We know that most Republican elected officials have avoided comment on this topic, because let's be honest, we also know that if he wins the election, they will of course support him. All that matters is that R after his name. We know that spme Republican voters in Montana have told reporters that they don't care about the assault and think the reporters perhaps also deserve to be assaulted. And we know that the campaign says they raised more than $100,000 in the final day of the campaign, much of that after the news of the assault broke.
My reaction to all of this is just profound sadness. I am sad for my country. I am sad for the people who have so lost their sense of morals that they think a candidate's unprovoked assault on a journalist doing his job is not just not a problem, but an actual good thing. I am sad for a batch of Republican leaders who seem to have no principles beyond party power and cutting taxes for wealthy people.
Of course, none of this can be truly considered surprising anymore, given all the other horrible behavior that we're just shrugging off these days.
I want to ask the people defending Gianforte where the line is. They were OK with Trump calling the press the enemy of the people. They are OK with Gianforte actually assaulting a reporter.
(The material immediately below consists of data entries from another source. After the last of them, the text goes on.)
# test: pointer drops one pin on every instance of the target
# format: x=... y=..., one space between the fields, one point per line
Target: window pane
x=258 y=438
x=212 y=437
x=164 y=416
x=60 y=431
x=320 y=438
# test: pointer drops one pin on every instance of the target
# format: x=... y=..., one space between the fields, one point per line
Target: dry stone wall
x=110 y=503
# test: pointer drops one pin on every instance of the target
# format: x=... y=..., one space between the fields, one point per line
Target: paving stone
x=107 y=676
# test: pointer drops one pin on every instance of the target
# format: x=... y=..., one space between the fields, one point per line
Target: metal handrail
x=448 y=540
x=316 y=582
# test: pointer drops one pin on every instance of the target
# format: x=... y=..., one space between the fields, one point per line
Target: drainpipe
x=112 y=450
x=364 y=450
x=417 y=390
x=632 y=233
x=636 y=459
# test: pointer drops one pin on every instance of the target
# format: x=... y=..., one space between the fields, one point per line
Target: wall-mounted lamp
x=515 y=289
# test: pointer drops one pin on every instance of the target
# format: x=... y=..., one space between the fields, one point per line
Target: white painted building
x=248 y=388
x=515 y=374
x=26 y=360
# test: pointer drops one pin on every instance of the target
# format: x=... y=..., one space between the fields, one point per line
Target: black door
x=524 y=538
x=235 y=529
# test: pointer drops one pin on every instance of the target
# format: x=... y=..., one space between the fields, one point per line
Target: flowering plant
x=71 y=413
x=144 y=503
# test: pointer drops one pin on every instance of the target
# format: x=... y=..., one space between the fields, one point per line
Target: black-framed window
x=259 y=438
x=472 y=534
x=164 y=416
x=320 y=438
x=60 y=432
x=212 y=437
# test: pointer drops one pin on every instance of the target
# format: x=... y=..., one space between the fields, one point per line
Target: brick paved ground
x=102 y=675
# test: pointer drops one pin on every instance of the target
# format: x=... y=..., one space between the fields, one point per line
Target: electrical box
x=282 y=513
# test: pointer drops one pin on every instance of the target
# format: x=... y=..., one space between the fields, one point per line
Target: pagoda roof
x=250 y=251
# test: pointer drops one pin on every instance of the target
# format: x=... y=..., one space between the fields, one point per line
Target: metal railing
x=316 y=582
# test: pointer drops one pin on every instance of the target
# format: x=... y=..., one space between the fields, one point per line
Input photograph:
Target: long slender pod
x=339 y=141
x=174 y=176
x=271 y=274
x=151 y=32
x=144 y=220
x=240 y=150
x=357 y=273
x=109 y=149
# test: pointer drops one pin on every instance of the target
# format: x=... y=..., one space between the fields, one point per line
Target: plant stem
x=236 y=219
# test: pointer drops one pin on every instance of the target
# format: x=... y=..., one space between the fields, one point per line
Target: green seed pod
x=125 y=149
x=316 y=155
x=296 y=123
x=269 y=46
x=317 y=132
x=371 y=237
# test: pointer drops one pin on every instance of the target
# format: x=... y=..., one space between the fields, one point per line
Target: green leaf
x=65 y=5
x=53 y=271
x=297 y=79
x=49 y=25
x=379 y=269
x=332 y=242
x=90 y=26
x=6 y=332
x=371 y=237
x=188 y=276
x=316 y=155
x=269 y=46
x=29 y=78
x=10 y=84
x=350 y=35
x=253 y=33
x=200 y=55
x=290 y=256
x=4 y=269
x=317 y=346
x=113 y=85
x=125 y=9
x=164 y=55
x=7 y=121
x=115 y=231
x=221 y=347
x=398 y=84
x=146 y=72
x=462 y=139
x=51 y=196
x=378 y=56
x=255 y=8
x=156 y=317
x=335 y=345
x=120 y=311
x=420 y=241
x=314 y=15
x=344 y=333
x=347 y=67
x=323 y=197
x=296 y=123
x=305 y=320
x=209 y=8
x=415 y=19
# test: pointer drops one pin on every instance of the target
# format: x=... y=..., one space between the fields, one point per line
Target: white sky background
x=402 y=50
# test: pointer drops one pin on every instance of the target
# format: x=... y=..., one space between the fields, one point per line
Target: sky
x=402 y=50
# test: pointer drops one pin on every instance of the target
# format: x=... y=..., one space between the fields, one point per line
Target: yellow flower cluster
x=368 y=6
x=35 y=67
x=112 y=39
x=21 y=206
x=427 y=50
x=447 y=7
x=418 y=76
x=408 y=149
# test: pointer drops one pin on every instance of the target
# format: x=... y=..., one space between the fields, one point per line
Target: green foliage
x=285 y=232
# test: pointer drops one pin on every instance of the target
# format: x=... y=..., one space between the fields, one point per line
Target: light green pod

Where is the line, past which they will say that behavior is not OK?
How much will they tolerate in their pursuit of lower taxes and what they call "Christian values"? (Scare quotes because I don't think assaulting reporters should be considered "Christian values.")
And, then there is that CBO report. It was as bad as expected, and as Kevin Drum has pointed out, actually highlights that despite the supposed protections for people with pre-existing conditions who keep continuous coverage, if you live in a state that requests a waiver on the community rating provision and you have a pre-existing condition, you'll probably end up priced out of the non-group health insurance market even if you keep continuous coverage.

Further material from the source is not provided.